The boom of celebrity scents has sent the number of fragrances debuting each year up to about 350, Mrs. Bloom said, up from about 20 each year in the mid-1980s.

And it means fragrances don’t last as long. Once they debut, there is going to be another competitor within weeks.

“Very few fragrances are given the time to establish themselves,” Mrs. Bloom said. “If they’re not a home run from the first day on, they’re not given a chance.”

Competition in the perfume industry has become more fierce, Miss Rowinski said.
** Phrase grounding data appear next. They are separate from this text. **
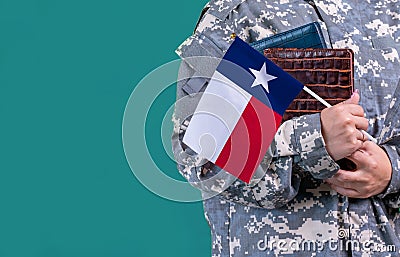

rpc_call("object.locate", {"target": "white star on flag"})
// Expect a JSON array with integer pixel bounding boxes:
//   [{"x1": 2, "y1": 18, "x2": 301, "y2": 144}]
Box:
[{"x1": 249, "y1": 62, "x2": 277, "y2": 93}]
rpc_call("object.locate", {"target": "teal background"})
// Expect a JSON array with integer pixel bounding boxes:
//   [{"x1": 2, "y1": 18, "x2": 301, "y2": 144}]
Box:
[{"x1": 0, "y1": 1, "x2": 210, "y2": 256}]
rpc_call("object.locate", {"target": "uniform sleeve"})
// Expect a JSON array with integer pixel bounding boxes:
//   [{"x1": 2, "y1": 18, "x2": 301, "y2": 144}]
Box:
[
  {"x1": 172, "y1": 8, "x2": 339, "y2": 209},
  {"x1": 378, "y1": 119, "x2": 400, "y2": 208},
  {"x1": 376, "y1": 83, "x2": 400, "y2": 208},
  {"x1": 377, "y1": 143, "x2": 400, "y2": 208}
]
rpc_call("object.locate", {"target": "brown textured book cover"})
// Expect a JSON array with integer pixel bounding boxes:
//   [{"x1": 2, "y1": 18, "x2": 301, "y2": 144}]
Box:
[{"x1": 264, "y1": 48, "x2": 354, "y2": 122}]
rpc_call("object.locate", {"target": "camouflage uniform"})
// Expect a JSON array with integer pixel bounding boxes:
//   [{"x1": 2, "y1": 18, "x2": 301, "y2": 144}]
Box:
[{"x1": 172, "y1": 0, "x2": 400, "y2": 256}]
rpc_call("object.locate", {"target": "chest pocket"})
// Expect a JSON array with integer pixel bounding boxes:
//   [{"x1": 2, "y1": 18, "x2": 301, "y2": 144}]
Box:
[
  {"x1": 371, "y1": 36, "x2": 400, "y2": 64},
  {"x1": 379, "y1": 80, "x2": 400, "y2": 144},
  {"x1": 181, "y1": 0, "x2": 247, "y2": 95},
  {"x1": 207, "y1": 0, "x2": 247, "y2": 20}
]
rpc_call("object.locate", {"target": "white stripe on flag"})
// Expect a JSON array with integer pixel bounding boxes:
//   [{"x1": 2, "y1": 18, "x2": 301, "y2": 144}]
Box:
[{"x1": 183, "y1": 71, "x2": 252, "y2": 162}]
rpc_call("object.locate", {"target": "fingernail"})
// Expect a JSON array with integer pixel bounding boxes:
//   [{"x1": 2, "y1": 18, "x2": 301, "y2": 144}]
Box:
[{"x1": 352, "y1": 89, "x2": 359, "y2": 97}]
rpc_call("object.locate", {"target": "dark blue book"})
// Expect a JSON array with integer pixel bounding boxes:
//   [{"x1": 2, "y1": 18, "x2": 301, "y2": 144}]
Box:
[{"x1": 250, "y1": 22, "x2": 327, "y2": 52}]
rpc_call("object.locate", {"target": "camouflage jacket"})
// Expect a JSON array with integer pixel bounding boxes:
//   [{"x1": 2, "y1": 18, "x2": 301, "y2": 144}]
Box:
[{"x1": 172, "y1": 0, "x2": 400, "y2": 256}]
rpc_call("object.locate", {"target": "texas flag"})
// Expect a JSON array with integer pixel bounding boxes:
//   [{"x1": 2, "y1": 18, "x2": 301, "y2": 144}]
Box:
[{"x1": 182, "y1": 37, "x2": 304, "y2": 183}]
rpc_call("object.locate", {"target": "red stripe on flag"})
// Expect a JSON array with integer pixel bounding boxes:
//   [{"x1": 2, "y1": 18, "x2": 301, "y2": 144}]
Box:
[
  {"x1": 215, "y1": 96, "x2": 281, "y2": 183},
  {"x1": 274, "y1": 112, "x2": 282, "y2": 133}
]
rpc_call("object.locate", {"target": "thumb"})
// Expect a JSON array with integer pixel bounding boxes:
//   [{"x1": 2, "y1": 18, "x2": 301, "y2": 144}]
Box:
[{"x1": 343, "y1": 89, "x2": 360, "y2": 105}]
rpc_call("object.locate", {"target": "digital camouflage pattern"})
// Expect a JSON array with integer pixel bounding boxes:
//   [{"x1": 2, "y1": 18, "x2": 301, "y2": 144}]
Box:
[{"x1": 171, "y1": 0, "x2": 400, "y2": 256}]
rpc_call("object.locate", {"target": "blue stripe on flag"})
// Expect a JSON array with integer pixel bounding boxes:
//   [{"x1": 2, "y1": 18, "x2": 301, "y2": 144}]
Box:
[{"x1": 217, "y1": 37, "x2": 304, "y2": 116}]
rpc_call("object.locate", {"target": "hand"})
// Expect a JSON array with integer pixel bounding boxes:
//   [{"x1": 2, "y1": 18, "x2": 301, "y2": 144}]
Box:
[
  {"x1": 320, "y1": 91, "x2": 369, "y2": 160},
  {"x1": 326, "y1": 141, "x2": 392, "y2": 198}
]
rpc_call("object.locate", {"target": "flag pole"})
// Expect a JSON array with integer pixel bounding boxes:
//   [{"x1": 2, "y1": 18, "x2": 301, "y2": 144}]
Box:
[{"x1": 303, "y1": 86, "x2": 377, "y2": 143}]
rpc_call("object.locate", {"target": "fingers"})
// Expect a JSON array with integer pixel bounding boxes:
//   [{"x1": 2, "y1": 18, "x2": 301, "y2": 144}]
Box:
[
  {"x1": 341, "y1": 91, "x2": 366, "y2": 118},
  {"x1": 355, "y1": 129, "x2": 366, "y2": 142},
  {"x1": 326, "y1": 169, "x2": 378, "y2": 199},
  {"x1": 326, "y1": 169, "x2": 363, "y2": 184},
  {"x1": 320, "y1": 89, "x2": 368, "y2": 161},
  {"x1": 328, "y1": 184, "x2": 360, "y2": 198},
  {"x1": 326, "y1": 170, "x2": 368, "y2": 198},
  {"x1": 327, "y1": 140, "x2": 392, "y2": 199},
  {"x1": 343, "y1": 90, "x2": 360, "y2": 105},
  {"x1": 353, "y1": 116, "x2": 369, "y2": 131},
  {"x1": 335, "y1": 103, "x2": 365, "y2": 117},
  {"x1": 347, "y1": 143, "x2": 372, "y2": 167},
  {"x1": 336, "y1": 115, "x2": 368, "y2": 141},
  {"x1": 358, "y1": 140, "x2": 377, "y2": 152},
  {"x1": 346, "y1": 104, "x2": 365, "y2": 117}
]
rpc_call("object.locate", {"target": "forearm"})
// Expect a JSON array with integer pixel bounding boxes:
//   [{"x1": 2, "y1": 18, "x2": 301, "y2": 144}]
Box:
[{"x1": 173, "y1": 107, "x2": 339, "y2": 208}]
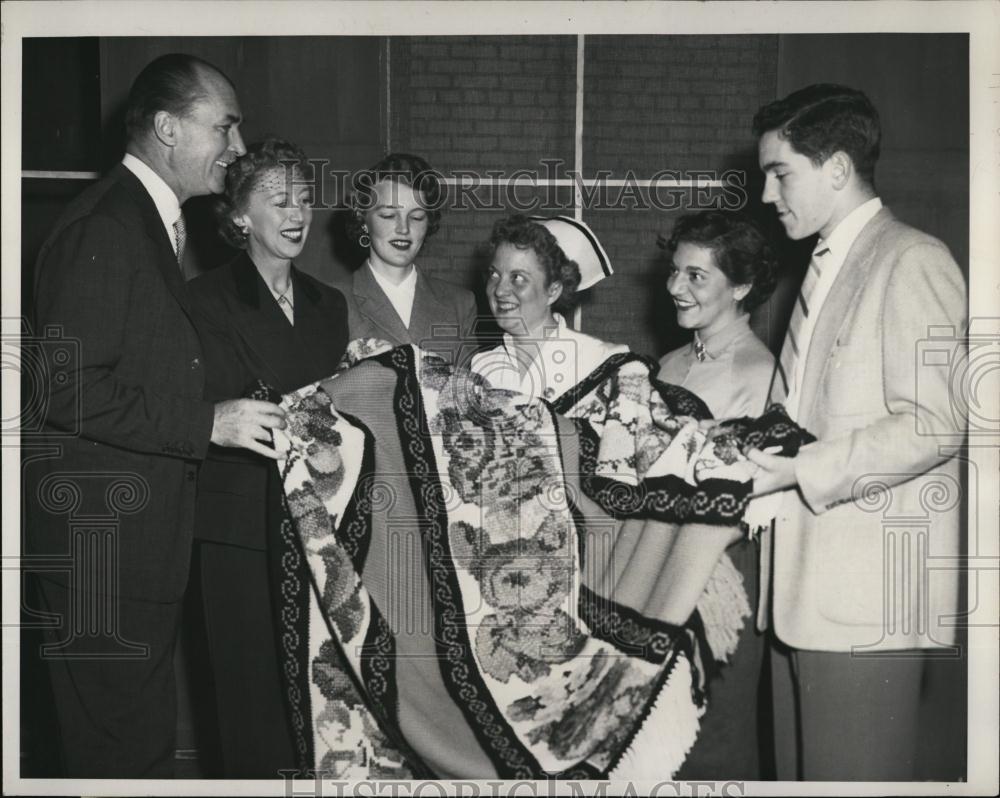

Perfume companies are no longer putting their money into creating a fragrance that’s going to last for generations, such as the 85-year-old Chanel No. 5. It’s too elusive. Instead, they pour money into short-term advertising that’s going to make a scent the hot, new item, even if it only lasts a season or so.

“It’s important to be a success this season,” Miss Rowinski said. “The classic fragrances will always be there — Chanel No. 5. They’re not trying to create a new Chanel No. 5. It’s about what’s happening right now, this season. The consumer will have moved on in six months to something new.”